The NFL will not implement any new policy this season on players standing or kneeling during the national anthem.
According to an ESPN report Sunday, league officials are continuing discussion on the highly controversial issue, but no policy will be put in place either denying or allowing player protests. “The new policy is going to be no policy,” Adam Schefter reported, citing anonymous NFL sources.
NFL player protests over police brutality and racial inequality have come back under intense scrutiny in the wake of Nike’s new ad campaign featuring Colin Kaepernick as well as the start of the 2018-2019 season this weekend.
In May, NFL owners voted in favor of a policy requiring players to “stand and show respect” during the pre-game playing of the national anthem. The owners threatened to fine specific teams whose players either stayed in the locker room or took a knee during the anthem. But the league put a freeze on that policy after a grievance was filed in July by the NFL Players Association (NFLPA).
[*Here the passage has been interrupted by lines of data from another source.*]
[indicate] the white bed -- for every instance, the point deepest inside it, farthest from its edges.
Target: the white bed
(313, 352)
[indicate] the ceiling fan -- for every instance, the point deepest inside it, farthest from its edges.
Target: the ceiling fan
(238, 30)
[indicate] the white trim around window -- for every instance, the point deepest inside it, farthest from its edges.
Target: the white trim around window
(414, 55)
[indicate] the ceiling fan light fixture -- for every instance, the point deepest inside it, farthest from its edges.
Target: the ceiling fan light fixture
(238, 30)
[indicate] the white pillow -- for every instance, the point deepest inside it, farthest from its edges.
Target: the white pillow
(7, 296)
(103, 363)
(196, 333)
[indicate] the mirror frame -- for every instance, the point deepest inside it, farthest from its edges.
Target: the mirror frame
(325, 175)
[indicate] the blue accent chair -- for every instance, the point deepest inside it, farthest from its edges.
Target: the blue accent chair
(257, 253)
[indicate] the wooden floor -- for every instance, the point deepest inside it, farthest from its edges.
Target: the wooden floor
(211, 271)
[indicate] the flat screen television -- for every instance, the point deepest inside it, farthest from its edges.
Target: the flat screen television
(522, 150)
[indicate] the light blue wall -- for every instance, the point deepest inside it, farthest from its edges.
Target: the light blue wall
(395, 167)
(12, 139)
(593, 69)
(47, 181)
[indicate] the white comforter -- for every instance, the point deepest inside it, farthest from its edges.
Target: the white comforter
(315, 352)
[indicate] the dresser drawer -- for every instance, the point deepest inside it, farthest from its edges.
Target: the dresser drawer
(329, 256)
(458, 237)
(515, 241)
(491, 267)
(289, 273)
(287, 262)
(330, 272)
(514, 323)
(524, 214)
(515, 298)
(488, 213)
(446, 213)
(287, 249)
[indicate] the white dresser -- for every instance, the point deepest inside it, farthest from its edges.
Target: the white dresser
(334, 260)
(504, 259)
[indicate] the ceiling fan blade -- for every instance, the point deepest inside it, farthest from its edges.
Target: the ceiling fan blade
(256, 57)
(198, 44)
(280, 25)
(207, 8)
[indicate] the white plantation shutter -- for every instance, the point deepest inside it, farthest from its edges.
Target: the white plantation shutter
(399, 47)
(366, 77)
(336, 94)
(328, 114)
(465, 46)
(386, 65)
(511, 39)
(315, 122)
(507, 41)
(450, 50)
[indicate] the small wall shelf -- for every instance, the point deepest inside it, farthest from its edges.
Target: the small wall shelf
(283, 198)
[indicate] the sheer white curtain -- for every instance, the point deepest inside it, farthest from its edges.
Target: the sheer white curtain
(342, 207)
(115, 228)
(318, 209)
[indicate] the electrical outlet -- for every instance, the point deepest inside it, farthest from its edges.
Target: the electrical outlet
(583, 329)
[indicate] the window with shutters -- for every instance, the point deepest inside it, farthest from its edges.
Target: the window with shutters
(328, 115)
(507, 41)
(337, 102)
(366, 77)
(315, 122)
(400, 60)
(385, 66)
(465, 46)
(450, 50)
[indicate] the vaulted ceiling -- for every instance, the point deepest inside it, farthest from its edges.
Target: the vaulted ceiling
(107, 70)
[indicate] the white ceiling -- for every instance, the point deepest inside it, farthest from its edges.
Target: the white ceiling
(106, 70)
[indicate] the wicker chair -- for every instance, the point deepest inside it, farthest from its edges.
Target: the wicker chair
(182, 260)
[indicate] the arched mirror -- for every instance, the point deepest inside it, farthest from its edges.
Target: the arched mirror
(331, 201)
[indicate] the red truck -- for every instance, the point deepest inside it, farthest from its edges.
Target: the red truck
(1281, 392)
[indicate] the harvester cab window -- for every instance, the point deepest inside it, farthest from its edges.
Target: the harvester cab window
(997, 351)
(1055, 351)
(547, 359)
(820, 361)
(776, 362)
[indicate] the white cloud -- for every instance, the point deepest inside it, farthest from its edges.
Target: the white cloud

“In order to allow this constructive dialogue to continue, we have come to a standstill agreement on the NFLPA’s grievance and on the NFL’s anthem policy,” reads the NFL’s July statement. “No new rules relating to the anthem will be issued or enforced for the next several weeks while these confidential discussions are ongoing.”
The silent protests have continued to draw controversy since Kaepernick first popularized kneeling during the national anthem during his 2016 season with the San Francisco 49ers. Kaepernick has since claimed league owners blacklisted him for participating in the protests.